Across the world, 2017 was a year defined by change and uncertainty. We saw our landscape shaped by political divides, natural disasters, and tense reform. And the question all along has been: through all this tumult, how was philanthropy affected?
This 2017 Charitable Giving Report gives us our first means of answering that question through data. The data supports many of the trends we saw shaping up over the year. As political rifts deepened around us and natural disasters called on our reflexes to help, more and more people started to get involved directly with the causes that matter to them. Many organizations have seen a huge influx of new donors, particularly when their causes are in the political spotlight. While new donors are less likely to continue their support long-term, organizations willing to put in the effort for strong stewardship will likely find many of these passionate supporters sticking around.

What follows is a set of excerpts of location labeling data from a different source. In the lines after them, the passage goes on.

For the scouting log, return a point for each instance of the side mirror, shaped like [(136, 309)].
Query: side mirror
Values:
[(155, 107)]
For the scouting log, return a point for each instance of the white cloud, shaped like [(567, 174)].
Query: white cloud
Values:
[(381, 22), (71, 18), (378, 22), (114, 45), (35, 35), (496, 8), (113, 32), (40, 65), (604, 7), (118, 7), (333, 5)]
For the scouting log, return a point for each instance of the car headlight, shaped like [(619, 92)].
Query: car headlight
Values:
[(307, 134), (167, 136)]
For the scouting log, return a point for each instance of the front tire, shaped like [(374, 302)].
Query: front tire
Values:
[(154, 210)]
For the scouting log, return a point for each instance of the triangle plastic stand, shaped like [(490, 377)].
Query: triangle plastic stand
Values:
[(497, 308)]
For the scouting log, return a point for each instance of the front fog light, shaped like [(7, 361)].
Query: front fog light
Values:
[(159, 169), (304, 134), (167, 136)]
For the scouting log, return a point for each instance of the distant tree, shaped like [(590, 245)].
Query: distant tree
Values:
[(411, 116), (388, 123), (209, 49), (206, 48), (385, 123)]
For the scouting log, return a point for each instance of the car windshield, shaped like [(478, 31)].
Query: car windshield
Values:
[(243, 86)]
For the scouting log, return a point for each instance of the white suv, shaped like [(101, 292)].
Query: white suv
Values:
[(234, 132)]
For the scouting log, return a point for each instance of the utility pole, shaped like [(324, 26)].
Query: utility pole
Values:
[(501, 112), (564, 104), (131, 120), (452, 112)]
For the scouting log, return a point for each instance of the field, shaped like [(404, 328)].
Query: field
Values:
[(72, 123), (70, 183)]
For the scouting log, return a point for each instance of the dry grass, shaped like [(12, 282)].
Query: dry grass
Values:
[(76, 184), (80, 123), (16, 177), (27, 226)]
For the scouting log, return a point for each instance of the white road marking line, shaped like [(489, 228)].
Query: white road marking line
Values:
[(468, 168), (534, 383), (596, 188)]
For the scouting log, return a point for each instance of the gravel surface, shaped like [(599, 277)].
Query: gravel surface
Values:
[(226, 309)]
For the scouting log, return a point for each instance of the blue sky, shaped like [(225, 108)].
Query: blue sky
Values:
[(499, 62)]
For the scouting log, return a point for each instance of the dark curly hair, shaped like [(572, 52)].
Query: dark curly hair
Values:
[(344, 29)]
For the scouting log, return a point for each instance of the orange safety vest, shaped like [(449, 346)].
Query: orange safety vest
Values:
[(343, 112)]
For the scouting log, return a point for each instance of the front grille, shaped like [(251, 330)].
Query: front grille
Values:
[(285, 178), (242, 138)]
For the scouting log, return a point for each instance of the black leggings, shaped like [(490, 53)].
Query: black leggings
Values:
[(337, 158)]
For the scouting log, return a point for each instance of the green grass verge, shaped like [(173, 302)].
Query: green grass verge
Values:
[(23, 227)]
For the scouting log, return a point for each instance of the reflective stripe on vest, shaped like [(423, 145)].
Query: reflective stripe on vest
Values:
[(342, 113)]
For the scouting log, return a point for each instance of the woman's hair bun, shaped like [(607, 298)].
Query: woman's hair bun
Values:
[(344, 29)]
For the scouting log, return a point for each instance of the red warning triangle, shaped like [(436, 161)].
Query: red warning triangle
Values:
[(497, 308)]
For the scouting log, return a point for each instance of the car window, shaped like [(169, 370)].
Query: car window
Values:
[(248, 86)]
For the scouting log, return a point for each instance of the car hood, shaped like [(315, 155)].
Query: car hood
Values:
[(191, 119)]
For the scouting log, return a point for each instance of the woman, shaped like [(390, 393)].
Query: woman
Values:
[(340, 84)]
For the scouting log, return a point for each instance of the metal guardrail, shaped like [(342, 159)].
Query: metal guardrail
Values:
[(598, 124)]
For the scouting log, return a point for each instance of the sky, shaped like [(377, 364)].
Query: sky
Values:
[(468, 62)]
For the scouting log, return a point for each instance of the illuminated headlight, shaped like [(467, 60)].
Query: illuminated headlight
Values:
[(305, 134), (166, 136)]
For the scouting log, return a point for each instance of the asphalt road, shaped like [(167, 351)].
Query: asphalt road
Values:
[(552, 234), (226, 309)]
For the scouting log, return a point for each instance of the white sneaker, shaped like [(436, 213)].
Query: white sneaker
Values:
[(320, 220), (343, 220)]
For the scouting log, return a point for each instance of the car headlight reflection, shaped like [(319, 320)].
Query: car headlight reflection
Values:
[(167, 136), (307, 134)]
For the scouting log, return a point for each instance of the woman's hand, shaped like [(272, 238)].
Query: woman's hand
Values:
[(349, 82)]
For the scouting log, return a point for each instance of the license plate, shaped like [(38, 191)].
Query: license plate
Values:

In the same theme, the ways in which people donated throughout 2017 continued to shift the donor into the driver’s seat. Giving platforms and other intermediaries such as donor-advised funds (DAFs) continued to proliferate, allowing donors even more avenues for giving. Though the donor may enjoy the increased options, organizations still struggle with the complexities of not having a direct tie to the people giving them money. As these giving vehicles play a much larger role in philanthropy, nonprofits are navigating the intricacies of soliciting and acknowledging those gifts. Organizations continue to test and learn the balance between democratizing giving and setting guidelines that still allow them to represent their mission and connect with donors.
Perhaps the most momentous change to philanthropy in 2017 happened in the last few weeks of the year: the passing of the new federal tax law. With so little time between the passing of the law and the end-of-year giving season, it remains to be seen how many donors and organizations responded directly to the reform by changing their giving and fundraising habits.
For now, what is certain is that a focus on the fundamentals of fundraising and relationship building has never been more important. Organizations facing tight budgets and changing market conditions must steward their donors and retain them, with the knowledge that previous giving incentives like tax deductions may not be enough to keep donations coming in.
Overall, the full effects of 2017’s many shakeups will take time to show themselves. As our first glimpse into the data behind the trends, the 2017 Charitable Giving Report offers us a place to start.